The present invention relates to a three-dimensional audio signal processing system using a rigid sphere, the method which can acquire three-dimensional audio signals by using mikes disposed on a rigid sphere and reproduce the three-dimensional audio signals in diverse reproduction environments.
Conventionally, three-dimensional audio signal acquiring systems are mainly based on Binaural technology in which audio signals are acquired by setting up mikes on the ears of dummy heads and reproduced through a headphone.
Since the audio signals are acquired through the mikes set up in the ears of the dummy heads in the Binaural technology, when people listen to the audio signals through the headphone, it feels like that they are in the place where the sound is acquired.
However, if binaural signals are acquired through the dummy heads and reproduced in a speaker, crosstalk phenomenon occurs. Crosstalk is a phenomenon in which output signals of the left speaker are heard by the right ear while those of the right speaker are heard by the left ear. To remove the crosstalk phenomenon, various methods for designing an inverse filter are suggested.

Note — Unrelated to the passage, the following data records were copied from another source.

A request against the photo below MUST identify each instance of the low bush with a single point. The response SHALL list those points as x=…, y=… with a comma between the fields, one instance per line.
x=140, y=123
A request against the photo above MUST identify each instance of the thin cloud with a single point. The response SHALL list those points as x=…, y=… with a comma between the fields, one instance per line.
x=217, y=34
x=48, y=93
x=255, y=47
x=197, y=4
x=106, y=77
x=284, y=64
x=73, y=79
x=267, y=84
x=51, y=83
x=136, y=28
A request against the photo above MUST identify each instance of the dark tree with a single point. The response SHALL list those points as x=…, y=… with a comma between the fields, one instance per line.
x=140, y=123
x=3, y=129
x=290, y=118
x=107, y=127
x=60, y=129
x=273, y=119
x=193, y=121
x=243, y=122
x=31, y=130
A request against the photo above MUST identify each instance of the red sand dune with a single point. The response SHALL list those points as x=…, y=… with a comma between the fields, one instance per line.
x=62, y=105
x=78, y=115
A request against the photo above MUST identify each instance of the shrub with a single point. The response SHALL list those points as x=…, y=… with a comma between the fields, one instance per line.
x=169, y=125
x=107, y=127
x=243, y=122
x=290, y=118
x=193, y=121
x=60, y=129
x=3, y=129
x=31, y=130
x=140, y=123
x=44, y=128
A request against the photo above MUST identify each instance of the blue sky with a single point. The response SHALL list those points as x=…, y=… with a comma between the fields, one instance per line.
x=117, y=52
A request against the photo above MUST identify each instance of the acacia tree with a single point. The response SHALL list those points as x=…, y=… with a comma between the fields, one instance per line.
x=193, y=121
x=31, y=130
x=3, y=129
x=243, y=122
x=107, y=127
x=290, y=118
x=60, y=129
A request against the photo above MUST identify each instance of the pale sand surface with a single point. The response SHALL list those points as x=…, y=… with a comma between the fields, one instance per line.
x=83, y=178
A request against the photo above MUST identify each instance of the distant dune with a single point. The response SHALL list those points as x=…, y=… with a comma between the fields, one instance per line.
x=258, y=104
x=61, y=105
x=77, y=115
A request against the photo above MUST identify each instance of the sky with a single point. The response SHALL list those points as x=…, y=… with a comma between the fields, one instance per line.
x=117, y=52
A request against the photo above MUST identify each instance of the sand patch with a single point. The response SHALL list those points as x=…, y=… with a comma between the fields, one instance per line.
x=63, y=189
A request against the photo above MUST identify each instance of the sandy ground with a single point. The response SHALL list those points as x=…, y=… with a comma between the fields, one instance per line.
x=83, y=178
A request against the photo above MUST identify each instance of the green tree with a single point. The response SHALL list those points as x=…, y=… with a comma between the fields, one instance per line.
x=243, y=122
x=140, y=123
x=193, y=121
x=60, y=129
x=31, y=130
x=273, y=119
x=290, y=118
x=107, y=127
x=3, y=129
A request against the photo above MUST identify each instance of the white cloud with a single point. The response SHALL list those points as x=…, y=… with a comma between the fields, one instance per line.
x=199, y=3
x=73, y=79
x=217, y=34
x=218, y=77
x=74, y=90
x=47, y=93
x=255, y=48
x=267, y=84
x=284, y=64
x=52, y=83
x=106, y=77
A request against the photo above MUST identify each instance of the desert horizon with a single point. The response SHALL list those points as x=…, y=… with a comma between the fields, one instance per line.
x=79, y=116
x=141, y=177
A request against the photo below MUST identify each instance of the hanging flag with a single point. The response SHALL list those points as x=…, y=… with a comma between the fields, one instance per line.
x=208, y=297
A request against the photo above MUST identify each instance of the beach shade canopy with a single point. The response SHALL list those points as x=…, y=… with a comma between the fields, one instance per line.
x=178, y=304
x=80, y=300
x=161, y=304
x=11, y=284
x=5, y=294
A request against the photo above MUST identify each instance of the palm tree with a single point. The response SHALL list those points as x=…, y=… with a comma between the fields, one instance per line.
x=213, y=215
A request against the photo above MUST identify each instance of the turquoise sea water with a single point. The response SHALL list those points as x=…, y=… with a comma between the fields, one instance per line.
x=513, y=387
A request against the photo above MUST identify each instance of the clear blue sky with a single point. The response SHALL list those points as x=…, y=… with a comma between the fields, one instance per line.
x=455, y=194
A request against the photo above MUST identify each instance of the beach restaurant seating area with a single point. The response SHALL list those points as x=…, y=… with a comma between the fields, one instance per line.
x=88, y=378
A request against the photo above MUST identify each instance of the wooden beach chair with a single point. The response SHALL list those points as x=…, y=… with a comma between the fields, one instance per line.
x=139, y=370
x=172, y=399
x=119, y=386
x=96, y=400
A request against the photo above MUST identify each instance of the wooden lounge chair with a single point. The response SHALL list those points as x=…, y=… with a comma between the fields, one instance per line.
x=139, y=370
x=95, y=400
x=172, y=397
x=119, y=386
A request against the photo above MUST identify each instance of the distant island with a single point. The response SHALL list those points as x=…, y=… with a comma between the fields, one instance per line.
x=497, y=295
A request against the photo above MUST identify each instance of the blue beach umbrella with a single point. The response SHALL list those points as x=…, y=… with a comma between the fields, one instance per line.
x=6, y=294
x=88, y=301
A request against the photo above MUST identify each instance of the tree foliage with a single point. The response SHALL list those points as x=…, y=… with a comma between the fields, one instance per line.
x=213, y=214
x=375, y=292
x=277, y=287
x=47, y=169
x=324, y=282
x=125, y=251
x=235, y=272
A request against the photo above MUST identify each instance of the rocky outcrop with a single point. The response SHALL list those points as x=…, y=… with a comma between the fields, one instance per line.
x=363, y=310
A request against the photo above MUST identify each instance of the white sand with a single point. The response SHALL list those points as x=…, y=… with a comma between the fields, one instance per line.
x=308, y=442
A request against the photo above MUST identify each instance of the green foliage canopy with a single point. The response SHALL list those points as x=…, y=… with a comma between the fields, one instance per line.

Recently, researchers are studying a system with a rigid sphere, a simplified form of a dummy head that resembles the head of a human, to acquire three-dimensional audio signals through the rigid sphere. Since a rigid sphere can estimate the shape of a signal characteristically, the technology can give the effect of dummy head by acquiring and processing three-dimensional audio signals.
The conventional method of acquiring three-dimensional audio signals by using dummy heads can acquire very natural sound because it uses a dummy head, which resembles the head of a human. However, since the size and shape of a human head differ according to each individual, the audio signals obtained by using the dummy head having a specific size and shape in the conventional method cannot be satisfactory to all people.
Also, in the conventional method, when the binaural signals are reproduced through a speaker, the audio signals acquired by setting up mikes in the ears of the dummy heads travel through the ears of a listener. Thus, the effect of ears imposed on the signals is doubled.
In addition, the conventional dummy heads have a problem that it takes many restrictions to record sound in public places due to the size and shape of the dummy head which resembles the head of a human.
A human being moves his/her head a little to the right and left when he/she determines a direction of sound. However, the signals acquired from the dummy heads have an effect of front-back confusion, in which signals from the front direction are determined as signals from the back direction and the signals from the back are determined as the signals from the front. This is because it is hard to determine a direction due to the fixed direction of the ears of the dummy heads.
Moreover, since the output of a dummy head is basically a two-channel signal, it is hard to extend the output into a multichannel signal.
It is, therefore, an object of the present invention to provide a three-dimensional audio signal processing system and method using a rigid sphere, the system and method that can acquire three-dimensional audio signals by simplifying the shape of a human head into a sphere and disposing mikes on the sphere.
It is another object of the present invention to provide a three-dimensional audio signal processing system and method using a rigid sphere, the system and method that can acquire three-dimensional audio signals by simplifying the shape of a human head into a sphere and disposing mikes on the sphere and applying the acquired three-dimensional audio signals to diverse reproduction systems that exist currently.
In accordance with an aspect of the present invention, there is provided a system for processing three-dimensional audio signals by using a rigid sphere, including: a three-dimensional audio signal acquiring unit for acquiring audio signals by using a predetermined number of mikes set up on the rigid sphere; and a three-dimensional audio signal post-processing unit for converting the acquired audio signals to reproduce in diverse reproduction environments such as five-channel, four-channel, headphone, stereo, and stereo dipole reproduction environments.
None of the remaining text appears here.